Le droit à un tribunal impartial est une garantie générale du procès équitable qui induit que les magistrats chargés de statuer sur l’affaire ne doivent souffrir d’aucune pression extérieure, d’aucune influence pouvant pervertir leur jugement. Selon la jurisprudence de la Cour EDH l’impartialité des magistrats peut s’observer de manière subjective - en tenant compte de la conviction intime et du comportement personnel du magistrat - ou de manière objective - en recherchant si le juge offrait des garanties suffisantes pour exclure tout doute légitime à son égard. Une partie de la doctrine distingue, quant à elle, l’impartialité fonctionnelle de l’impartialité personnelle. Dans la première, il est question de l’exercice même des fonctions, indépendamment des convictions personnelles, de l’attitude ; et tout juge placé dans la même situation verrait son impartialité appréciée de la même façon. Dans la seconde, l’impartialité est constatée indépendamment de la fonction exercée, c’est en raison de traits propres au juge que l’impartialité doit être appréciée (ses convictions personnelles, ses relations familiales ou amicales…). L’impartialité requise des magistrats doit être effective tant dans leurs relations avec les parties principales au procès pénal, le ministère public et la personne poursuivie, que dans leurs relations avec la partie civile traditionnelle, partie accessoire. Cependant, concernant cette dernière, les souffrances subies du fait de la commission de l’infraction peuvent conditionner sa relation avec les magistrats. Le droit d’exercer l’action civile devant les juridictions répressives a d’abord été reconnu aux personnes physiques dans le Code d’instruction criminelle de 1808 parce qu’étant les victimes directes et surtout visibles et déterminées de l’infraction. Aux termes de l’article 2, alinéa 1ᵉʳ, du Code de procédure pénale, les personnes physiques qui peuvent se constituer parties civiles sont celles qui ont personnellement et directement souffert du dommage causé par l’infraction. Ce sont donc les victimes directes de l’infraction. À celles-ci, la jurisprudence a ajouté les proches de la victime directe, nommées par la doctrine « victimes par ricochet ». La particularité de cette catégorie de parties civiles est que la recevabilité de son action au procès pénal est intimement liée à la souffrance endurée du fait de la commission de l’infraction. Ces parties civiles portent en elles et avec elles le préjudice qu’elles ont subi.

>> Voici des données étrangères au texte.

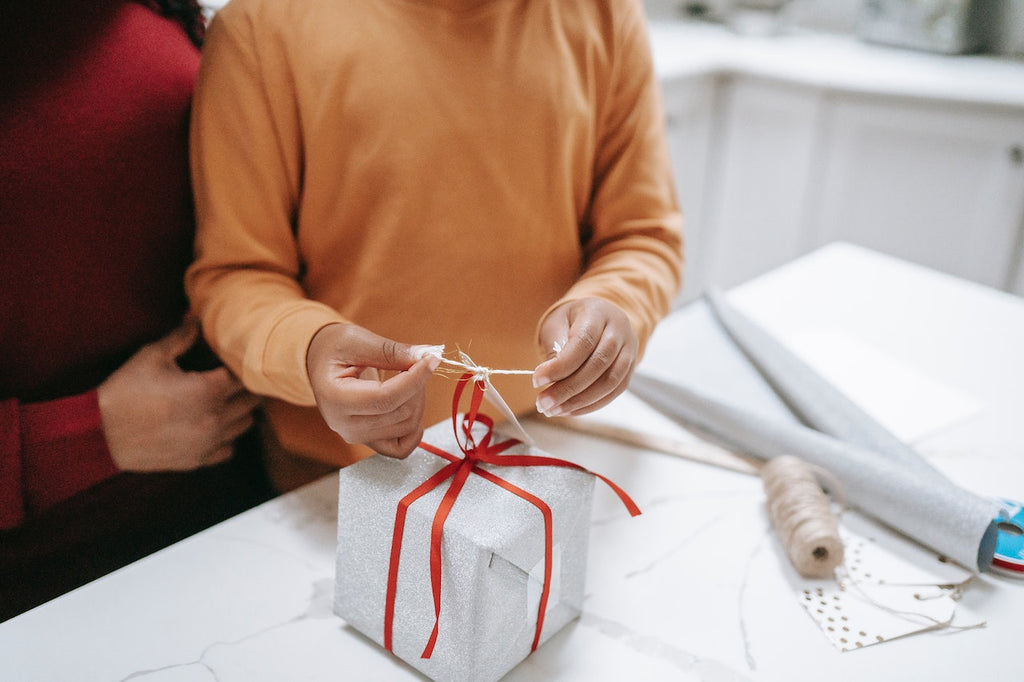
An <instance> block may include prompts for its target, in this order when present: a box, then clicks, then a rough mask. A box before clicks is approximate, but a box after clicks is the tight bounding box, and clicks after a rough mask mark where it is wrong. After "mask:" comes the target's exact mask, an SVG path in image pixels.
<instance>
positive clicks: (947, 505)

Le préjugé est une opinion a priori favorable ou défavorable contre quelqu’un ou quelque chose. C’est un jugement qui est fait en avance, sans examen approfondi de la situation et qui se base sur des critères personnels. C’est en ce sens que la Cour EDH affirme que « l’impartialité se définit d’ordinaire par l’absence de préjugé ou de parti pris ». Le préjugé s’oppose, donc, à l’impartialité car celle-ci ne peut être effective si le juge qui siège à l’audience a une idée préconçue de l’affaire ou des parties en présence. Aussi, est-il nécessaire que le juge ne soit pas influencé tout au long de la procédure pénale par des éléments qui pourraient le conduire à favoriser une partie au détriment de l’autre et ce sans examen approfondi de l’affaire. Ces éléments d’influence peuvent avoir diverses causes. Il peut s’agir de liens familiaux, ou amicaux, ou encore d’une inclination en faveur d’une partie en raison d’une situation personnelle suscitant une émotion particulière. En ce qui concerne la participation des parties civiles traditionnelles, c’est surtout cette dernière influence qui est ici interrogée.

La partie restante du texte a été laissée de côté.